I grew up in Malta, Montana, and graduated from the University of Montana School of Pharmacy in 1996. Following the events of September 11, 2001, I contacted an Air Force recruiter and upon commissioning on December 5, 2003, I resigned from my hospital pharmacy position in Billings. After assignments at Scott Air Force Base, IL; Incirlik Air Base, Turkey; and Washington D.C., in 2010, I volunteered to deploy as a medical mentor to the Afghan National Army (ANA).
As mentors, we advised and assisted the ANA in furthering their healthcare system and, ultimately, being able to care for Afghani soldiers and civilians on their own. Multiple mass casualty events on and around our Forward Operating Base (FOB) kept us busy in a challenging situation. The ANA’s lack of medical knowledge and capabilities, combined with differing cultural valuations of life, often resulted in disheartening outcomes for the wounded Afghanis. The moral injury of knowing that under different circumstances, many of those lives could have been saved remains with me today.
I was physically wounded on December 5, 2010, while standing approximately 10 feet from a suicide blast that claimed the lives of Sgt Jason Reeves, USA, and Sgt Nicholas Aleman, USMC. Thanks to the quick action of my teammates, I was aerovac’ed to another FOB within the “golden hour” and underwent surgery to stop the bleeding caused by a lacerated liver. After a brief stay at the Bagram Hospital, I ended up on a ventilator at Landstuhl Regional Medical Center, Germany, and was eventually moved to Walter Reed Hospital in D.C. Besides the liver laceration, I also had a TBI, ruptured ear drums, shrapnel wounds from head to toe, and glass in my right eye, but I was alive!

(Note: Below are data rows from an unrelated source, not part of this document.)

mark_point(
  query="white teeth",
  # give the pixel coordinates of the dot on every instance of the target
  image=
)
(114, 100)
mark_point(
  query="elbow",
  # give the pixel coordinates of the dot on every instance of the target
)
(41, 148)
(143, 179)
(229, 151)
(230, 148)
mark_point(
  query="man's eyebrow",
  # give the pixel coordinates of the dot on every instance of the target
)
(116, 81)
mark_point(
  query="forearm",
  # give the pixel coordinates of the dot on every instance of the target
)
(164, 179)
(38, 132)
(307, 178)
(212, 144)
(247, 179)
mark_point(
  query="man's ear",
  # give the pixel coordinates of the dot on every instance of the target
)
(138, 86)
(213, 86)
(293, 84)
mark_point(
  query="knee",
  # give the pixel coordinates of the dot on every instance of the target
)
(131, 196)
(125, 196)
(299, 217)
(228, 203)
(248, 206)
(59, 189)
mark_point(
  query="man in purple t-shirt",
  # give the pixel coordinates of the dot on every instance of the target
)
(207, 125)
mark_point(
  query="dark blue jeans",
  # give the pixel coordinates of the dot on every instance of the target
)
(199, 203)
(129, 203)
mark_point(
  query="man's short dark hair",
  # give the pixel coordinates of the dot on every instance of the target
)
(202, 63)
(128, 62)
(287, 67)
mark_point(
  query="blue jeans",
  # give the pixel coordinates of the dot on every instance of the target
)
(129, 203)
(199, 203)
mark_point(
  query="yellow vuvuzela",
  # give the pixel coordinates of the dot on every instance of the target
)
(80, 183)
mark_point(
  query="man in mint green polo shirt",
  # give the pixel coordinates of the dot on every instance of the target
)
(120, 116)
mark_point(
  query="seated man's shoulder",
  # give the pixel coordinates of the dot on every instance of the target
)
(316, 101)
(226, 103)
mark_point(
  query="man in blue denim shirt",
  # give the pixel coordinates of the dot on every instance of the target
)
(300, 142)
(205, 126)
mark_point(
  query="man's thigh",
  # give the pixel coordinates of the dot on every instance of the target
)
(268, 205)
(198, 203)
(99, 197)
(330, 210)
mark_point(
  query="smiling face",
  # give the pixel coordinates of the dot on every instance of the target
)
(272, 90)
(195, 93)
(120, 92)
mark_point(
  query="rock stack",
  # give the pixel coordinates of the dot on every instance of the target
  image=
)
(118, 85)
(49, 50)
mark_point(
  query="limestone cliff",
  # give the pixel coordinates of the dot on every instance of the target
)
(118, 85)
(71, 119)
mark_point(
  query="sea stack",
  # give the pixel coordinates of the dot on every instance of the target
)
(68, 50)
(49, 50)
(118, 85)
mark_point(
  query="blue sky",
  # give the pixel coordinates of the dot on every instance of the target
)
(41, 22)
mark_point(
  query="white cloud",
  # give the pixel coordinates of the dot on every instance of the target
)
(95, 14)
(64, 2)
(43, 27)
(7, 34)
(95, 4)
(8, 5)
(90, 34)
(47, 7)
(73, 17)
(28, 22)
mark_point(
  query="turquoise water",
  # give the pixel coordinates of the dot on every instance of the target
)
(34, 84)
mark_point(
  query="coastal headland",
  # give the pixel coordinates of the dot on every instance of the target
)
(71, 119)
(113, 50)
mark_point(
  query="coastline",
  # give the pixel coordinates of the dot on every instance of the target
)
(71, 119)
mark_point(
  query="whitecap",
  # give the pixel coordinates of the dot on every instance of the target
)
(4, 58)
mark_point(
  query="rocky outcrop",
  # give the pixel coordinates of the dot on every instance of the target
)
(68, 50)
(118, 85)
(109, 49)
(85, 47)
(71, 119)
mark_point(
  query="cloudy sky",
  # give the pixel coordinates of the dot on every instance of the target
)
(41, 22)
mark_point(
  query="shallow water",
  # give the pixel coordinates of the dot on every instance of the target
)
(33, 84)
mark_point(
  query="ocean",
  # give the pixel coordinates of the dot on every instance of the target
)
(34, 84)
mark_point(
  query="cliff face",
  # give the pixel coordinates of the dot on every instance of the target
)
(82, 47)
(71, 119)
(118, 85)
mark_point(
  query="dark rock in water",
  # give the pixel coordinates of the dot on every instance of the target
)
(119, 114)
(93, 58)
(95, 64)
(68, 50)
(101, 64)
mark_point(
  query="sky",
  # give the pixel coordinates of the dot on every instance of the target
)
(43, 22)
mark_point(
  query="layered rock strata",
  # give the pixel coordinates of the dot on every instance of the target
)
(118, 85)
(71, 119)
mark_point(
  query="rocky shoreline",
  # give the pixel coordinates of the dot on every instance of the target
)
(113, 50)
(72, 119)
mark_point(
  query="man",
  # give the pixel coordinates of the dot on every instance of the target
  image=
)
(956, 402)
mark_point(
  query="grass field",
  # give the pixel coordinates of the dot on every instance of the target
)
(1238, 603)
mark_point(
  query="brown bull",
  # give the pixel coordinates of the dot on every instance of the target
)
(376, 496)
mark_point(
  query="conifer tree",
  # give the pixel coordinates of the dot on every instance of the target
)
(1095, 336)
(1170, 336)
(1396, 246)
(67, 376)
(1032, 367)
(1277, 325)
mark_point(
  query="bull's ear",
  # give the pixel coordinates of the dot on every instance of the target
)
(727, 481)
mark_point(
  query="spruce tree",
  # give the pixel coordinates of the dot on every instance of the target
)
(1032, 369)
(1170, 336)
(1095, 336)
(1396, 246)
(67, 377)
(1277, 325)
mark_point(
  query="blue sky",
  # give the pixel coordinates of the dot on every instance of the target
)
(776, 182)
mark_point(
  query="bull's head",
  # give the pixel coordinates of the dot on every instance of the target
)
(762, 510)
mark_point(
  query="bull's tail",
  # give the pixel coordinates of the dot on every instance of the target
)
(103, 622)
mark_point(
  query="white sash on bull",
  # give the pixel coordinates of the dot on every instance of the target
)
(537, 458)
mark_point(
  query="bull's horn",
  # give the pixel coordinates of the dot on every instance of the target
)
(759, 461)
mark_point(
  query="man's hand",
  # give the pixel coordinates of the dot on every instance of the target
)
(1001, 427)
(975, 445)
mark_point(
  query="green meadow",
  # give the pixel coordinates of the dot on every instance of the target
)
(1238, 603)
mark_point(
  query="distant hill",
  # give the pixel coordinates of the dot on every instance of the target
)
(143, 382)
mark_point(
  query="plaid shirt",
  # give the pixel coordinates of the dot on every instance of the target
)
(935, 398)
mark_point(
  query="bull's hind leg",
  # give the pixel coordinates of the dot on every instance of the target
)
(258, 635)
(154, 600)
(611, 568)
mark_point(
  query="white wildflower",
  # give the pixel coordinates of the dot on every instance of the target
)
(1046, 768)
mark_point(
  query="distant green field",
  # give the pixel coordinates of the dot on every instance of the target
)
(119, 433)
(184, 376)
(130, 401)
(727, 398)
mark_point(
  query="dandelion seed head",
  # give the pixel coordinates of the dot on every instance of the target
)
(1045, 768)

After recovering from the visible wounds, I was too proud (and dumb) to admit to any invisible demons. So, I trudged through life for several years before finally seeking help for PTS and alcohol abuse. At this time, I was introduced to Warriors & Quiet Waters (WQW), participating in my first Solo Fishing Experience (FX) in May 2017. I quickly realized WQW was the perfect complement to my medical care as it rekindled my love for the outdoors and fly-fishing and provided the solace and solitude essential to my ongoing recovery.
As I continued to serve, I got back into old routines and further away from my WQW experience. Unfortunately, this led to a relapse in 2019 and the need for additional medical care. Once back on a sober path, I reached out to WQW and was fortunate enough to be selected for the 2022 Smith River FX and blessed to be accepted to the year-long Coaching program. The extended connection, supportive comrades, and opportunities for sustained personal growth from the Coaching program are why I advocate for Built for More. Many programs are available to help wounded warriors, but WQW has broken the “one and done” mold with Built for More and its purposeful 6-to-12-month engagements, which guide warriors to find a deeper connection to themselves, their purpose, and the people they impact. As an Alumni Ambassador, I am excited to give back to a program that has given me so much by being a Built for More advocate and furthering WQW’s reach and impact so others may benefit.
Sean is currently serving as a U.S. Air Force Colonel in the Washington D.C. area. Sean and his wife, Stephanie, have two sons, Seamus and Sullivan. He holds a B.S. degree in pharmacy from the University of Montana and graduate degrees from the United States Air War College and the United States Air Command and Staff College.